It may sound like something out of a sci-fi or horror film, but the "coffin torpedo" was a real invention – and it served a useful purpose.
Illegally exhuming newly-buried corpses routinely occurred in the 19th century, with grave robbers selling the cadavers to medical schools that required them for anatomy lessons and dissections. As it was almost impossible to obtain a cadaver through legal means, the illicit trade of dead bodies became a serious problem.
With this issue – and the public's fear – in mind, a Columbus, Ohio man named Philip K. Clover created an ingenious device – the torpedo coffin. He received a patent in 1878 for a shotgun-like mechanism that fired out lead balls from the coffin lid if it was opened. A few years later, a judge named Thomas N. Howell (also in Ohio) patented the "grave torpedo," which was essentially a landmine wired to the coffin that would detonate if grave robbers disturbed it.
However, although these explosive devices received a lot of attention in the newspapers of the time, they don't seem to have been widely manufactured or used. Other deterrents, such as locking mechanisms and sealed vaults, were probably more common.
Hands off that coffin!
- Clover described the objective of his invention as "prevent(ing) the unauthorized resurrection of dead bodies." Howell's product was advertised in far more poetic language: "Sleep well sweet angel, let no fears of ghouls disturb thy rest, for above thy shrouded form lies a torpedo, ready to make minced meat of anyone who attempts to convey you to the pickling vat."

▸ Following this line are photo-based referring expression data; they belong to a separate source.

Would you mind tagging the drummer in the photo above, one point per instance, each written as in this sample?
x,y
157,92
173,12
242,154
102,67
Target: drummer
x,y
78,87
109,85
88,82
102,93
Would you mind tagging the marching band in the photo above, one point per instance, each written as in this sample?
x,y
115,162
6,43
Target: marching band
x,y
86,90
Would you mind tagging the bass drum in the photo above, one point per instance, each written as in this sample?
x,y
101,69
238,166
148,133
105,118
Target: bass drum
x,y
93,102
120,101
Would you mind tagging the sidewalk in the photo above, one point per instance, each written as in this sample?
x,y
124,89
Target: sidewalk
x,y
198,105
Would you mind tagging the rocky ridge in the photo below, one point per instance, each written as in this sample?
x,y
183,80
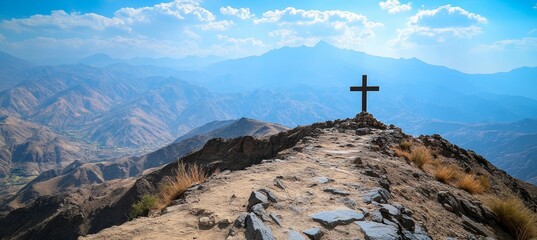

- Perhaps the most famous incident involved deceased Ohio congressman John Scott Harrison, the son of US President William Henry Harrison and the father of President Benjamin Harrison. In 1878, John Harrison became the victim of body snatching – his remains were later found at the Ohio Medical College in Cincinnatti in an incident that became known as the "Harrison Horror."
- The need for any kind of grave robbery prevention had pretty much evaporated by the 1910s, as medical schools gained increased access to unclaimed bodies. Advances in X-rays, microbiology, and surgery also meant that dissection became less important to the study of medicine.